The Fed is doing everything it can to boost asset prices, including real estate, by keeping interest rates so low buyers can't resist.  And it's working.  Very good post. Thanks.

Aug 02, 2012 02:48 PM
Christine Donovan
Donovan Blatt Realty - Costa Mesa, CA
Broker/Attorney 714-319-9751 DRE01267479 - Costa M

Liz - It just makes sense to take the 15 year option if someone can when you look at those numbers.

Aug 02, 2012 03:21 PM
Karen Anne Stone
New Home Hunters of Fort Worth and Tarrant County - Fort Worth, TX
Fort Worth Real Estate

Liz:  One thing that you mention about in your post is the fact that although the payment on a 30 year fixed rate mortgage... FRM as you call it... is much less than the payment on a fifteen-year mortgage, the overall cost over the life of the loan is much more.

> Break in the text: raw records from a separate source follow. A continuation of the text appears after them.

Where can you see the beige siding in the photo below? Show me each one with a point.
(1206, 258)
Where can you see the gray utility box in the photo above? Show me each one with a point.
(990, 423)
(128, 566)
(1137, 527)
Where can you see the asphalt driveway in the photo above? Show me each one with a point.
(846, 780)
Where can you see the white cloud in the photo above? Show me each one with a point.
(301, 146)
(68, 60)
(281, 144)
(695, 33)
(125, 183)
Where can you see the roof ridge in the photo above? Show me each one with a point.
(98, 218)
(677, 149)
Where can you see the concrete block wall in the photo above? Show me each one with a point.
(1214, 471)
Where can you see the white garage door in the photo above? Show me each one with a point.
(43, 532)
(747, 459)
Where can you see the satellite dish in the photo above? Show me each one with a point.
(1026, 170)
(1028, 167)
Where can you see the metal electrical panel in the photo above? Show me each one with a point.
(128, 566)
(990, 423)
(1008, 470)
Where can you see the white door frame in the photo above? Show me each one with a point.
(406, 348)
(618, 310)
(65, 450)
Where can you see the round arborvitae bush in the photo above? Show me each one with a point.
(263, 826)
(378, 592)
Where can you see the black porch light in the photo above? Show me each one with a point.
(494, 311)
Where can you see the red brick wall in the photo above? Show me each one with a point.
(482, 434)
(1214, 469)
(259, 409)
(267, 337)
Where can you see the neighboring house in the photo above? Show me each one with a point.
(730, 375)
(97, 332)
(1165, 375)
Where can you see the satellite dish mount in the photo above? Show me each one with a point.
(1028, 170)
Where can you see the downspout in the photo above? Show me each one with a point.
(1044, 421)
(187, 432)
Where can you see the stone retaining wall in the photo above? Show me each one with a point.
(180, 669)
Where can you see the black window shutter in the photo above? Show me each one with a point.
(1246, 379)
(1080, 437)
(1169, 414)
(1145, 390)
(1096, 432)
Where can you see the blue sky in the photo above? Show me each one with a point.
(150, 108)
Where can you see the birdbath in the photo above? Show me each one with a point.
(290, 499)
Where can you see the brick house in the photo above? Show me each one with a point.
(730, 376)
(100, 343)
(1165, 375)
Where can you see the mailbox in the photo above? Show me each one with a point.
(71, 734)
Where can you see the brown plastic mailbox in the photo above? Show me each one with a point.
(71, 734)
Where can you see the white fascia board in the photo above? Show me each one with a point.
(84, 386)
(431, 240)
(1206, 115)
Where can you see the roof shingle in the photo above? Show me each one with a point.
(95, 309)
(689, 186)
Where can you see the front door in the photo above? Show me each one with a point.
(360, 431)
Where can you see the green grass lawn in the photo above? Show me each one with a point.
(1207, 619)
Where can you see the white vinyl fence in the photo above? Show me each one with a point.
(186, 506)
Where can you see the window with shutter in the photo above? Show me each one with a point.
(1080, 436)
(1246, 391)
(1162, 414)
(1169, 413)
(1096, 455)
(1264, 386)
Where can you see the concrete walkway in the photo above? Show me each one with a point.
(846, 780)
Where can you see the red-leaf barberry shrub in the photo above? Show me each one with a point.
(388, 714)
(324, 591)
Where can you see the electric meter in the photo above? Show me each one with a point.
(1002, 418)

Well... if a buyer gets a fifteen year loan... they are locked into that higher payment.  If they get a 30 year mortgage, they can then figure what the payment would need to be to pay it off in fifteen years, and then make that payment.  If they continue, then it will be paid off in 15 years.

But... if they do it that way... if their budget is hit with a blip... say they need to spend six to eight hundred dollars or more on a set of new tires... they can back off of their self-imposed 15 year payment, pay the 30 year payment until they catch up with things, and then go back to the 15 year payment.

Aug 16, 2012 05:37 AM
Anonymous
Anonymous

Karen, excellent point, again, so much to consider. I do appreciate the feedback.